We are generally interested in the problem of how the metabolic state of the individual is affecting the growth and the progression of the cancer which is something that sometimes is overlooked because when people talk about metabolism in cancer very often they’re talking about metabolism in cancer, in the cancer cell. We are more interested in to how the metabolism outside of the cancer is shaping the growth of the cancer itself.
Does this start with epidemiology?
Yes, absolutely. So the epidemiological evidence is incredibly strong nowadays. It’s very well established that obesity was considered to be the second most common avoidable risk factor for cancer death after smoke. So there really is a tremendous need for understanding of what the molecular mechanisms for this are because this is where we have been a little bit ignorant up to now. We know that the epidemiological evidence is pretty strong but we don’t really understand how this is influencing cancer.
What have been your findings related to acute promyelocytic leukaemia?
APL is a weird disease because now it’s the most treatable form of AML but in the past, just up to twenty years ago, it was one of the worst forms of AML. If you want, APL has been an interesting case study for the whole world of oncology because it’s where the first targeted treatments with retinoic acid have been identified. So we are particularly interested in that because even if it’s curable and it’s rare but it has a very well understood biology, at least for some aspects, and there are good mouse models that reproduce very well the disease in humans. So it works out as a really good mechanism, a really good system, to understand biological mechanisms. Also from an epidemiological point of view we and others have published that there is a very strong correlation between obesity and APL, both in terms of outcome, because obese patients tend to have a higher risk of relapse after induction therapy, and also in terms of incidence, because we and others in the past have found that there is a very, very strong relationship between obesity and the risk of developing APL. This is held in different cohorts around the world, in Americans who tend to be fatter, of course, but even in European cohorts.
What about the mechanisms that might be causing this?
Yes, we still have preliminary evidence but it’s getting stronger and we’re seeing that obesity may be acting in two non-mutually exclusive ways. First of all, the obese individual tends to have a shift in metabolism in which the stem cell metabolisms start relying more on substrate, on energetic substrates, that give rise to genotoxic by-products when they are processed. So the stem cells that are the cells that ultimately give rise to cancer, and this is very well known in leukaemia, tend to accumulate DNA damage with a higher rate than stem cells in a normal individual.
The genotoxicity can cause mutations?
Absolutely. This is well understood; what is not well understood is what can be so genotoxic as to cause these mutations. There has always been a suspect around obesity, this is very well understood from smoke, for instance; it has been suspected for obesity for a while but we lacked the tools for understanding that and we have preliminary evidence that that may be the case.
Can the risk factors be modified or has someone with obesity for example already done the damage?
This is an extremely interesting question, also in mechanistic terms, because, as I said, we have evidence that this may be due to a genotoxic mechanism and in a way this would mean that an obese patient that got his cancer through an obesity related mechanism would be doomed because the DNA is fixed and if it’s damaged it’s already there. But, as I said at the beginning, we have another non-mutually exclusive hypothesis that may be just as important because we are seeing evidence that obese environments tend to alter the pattern of mutations that are accumulated in these cases and they tend to promote particularly adverse mutations.

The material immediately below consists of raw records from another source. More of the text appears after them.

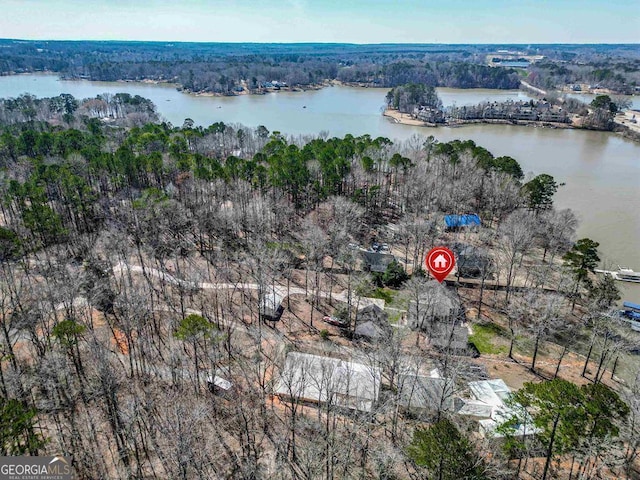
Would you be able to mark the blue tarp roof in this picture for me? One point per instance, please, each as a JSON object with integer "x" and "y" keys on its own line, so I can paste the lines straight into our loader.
{"x": 453, "y": 221}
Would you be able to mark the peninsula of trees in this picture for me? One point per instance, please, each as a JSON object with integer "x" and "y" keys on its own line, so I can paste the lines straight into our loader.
{"x": 228, "y": 302}
{"x": 228, "y": 69}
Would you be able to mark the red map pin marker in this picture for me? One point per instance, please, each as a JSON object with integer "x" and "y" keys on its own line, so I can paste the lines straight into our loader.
{"x": 440, "y": 261}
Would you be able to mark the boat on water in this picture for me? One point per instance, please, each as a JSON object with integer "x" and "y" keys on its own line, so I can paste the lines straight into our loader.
{"x": 623, "y": 274}
{"x": 627, "y": 275}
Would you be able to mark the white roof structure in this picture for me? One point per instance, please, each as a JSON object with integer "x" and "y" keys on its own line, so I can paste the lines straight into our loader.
{"x": 271, "y": 299}
{"x": 491, "y": 392}
{"x": 420, "y": 392}
{"x": 319, "y": 379}
{"x": 487, "y": 403}
{"x": 220, "y": 382}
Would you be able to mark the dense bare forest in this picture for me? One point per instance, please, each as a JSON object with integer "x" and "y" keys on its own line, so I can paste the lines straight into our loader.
{"x": 226, "y": 302}
{"x": 228, "y": 68}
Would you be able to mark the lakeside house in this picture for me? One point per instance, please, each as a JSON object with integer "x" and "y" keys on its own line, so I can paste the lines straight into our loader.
{"x": 377, "y": 261}
{"x": 317, "y": 379}
{"x": 540, "y": 110}
{"x": 421, "y": 393}
{"x": 486, "y": 404}
{"x": 471, "y": 261}
{"x": 372, "y": 324}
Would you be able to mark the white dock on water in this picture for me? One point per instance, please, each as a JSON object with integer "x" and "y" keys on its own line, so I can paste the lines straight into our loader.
{"x": 622, "y": 274}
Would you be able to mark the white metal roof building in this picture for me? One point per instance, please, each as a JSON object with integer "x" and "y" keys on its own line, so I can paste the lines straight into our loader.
{"x": 487, "y": 403}
{"x": 313, "y": 378}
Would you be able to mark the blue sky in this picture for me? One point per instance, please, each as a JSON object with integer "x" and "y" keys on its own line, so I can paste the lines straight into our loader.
{"x": 356, "y": 21}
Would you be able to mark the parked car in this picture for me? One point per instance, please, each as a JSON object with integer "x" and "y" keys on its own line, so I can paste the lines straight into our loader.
{"x": 331, "y": 320}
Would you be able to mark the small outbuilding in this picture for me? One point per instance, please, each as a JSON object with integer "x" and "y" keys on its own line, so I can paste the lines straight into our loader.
{"x": 470, "y": 261}
{"x": 425, "y": 393}
{"x": 219, "y": 386}
{"x": 377, "y": 261}
{"x": 317, "y": 379}
{"x": 271, "y": 308}
{"x": 437, "y": 303}
{"x": 456, "y": 222}
{"x": 372, "y": 324}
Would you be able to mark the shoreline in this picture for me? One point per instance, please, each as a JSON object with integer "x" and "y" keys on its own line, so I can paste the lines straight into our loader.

Now what we also see, and this is also very well established both in the mouse and other experimental models and in epidemiology, is that dietary intervention programmes, caloric restriction or intermittent fasting or other types of dietary restriction programmes can have a huge impact on the outcome of the disease. So there definitely is some part of the mechanism that can be corrected by altering the metabolic habits of the individual.
What might doctors do with this information in these early stages?
Eating a healthy diet is certainly going to be good for pretty much everything and there are also trials on-going on that. Unfortunately, they are very hard to enforce, all these changes in dietary habits, and so some of the trials that we are going to start at our institute as well are going to see how dietary intervention programmes can be targeted on the needs of the individual so as to make them more acceptable for the individual. Caloric restriction has a relatively poor record for compliance on patient side so patients tend to restrict their caloric intake for a little while but then they rebound after very little. There are a few trends, a few new waves, of dietary intervention trials like intermittent fasting or protein restriction; the evidence is starting to build up on that and the compliance of, for instance, intermittent fasting seems to be better than caloric restriction. But we’re going to see, we’re going to have to do a few trials and we’re going to see what’s going to happen.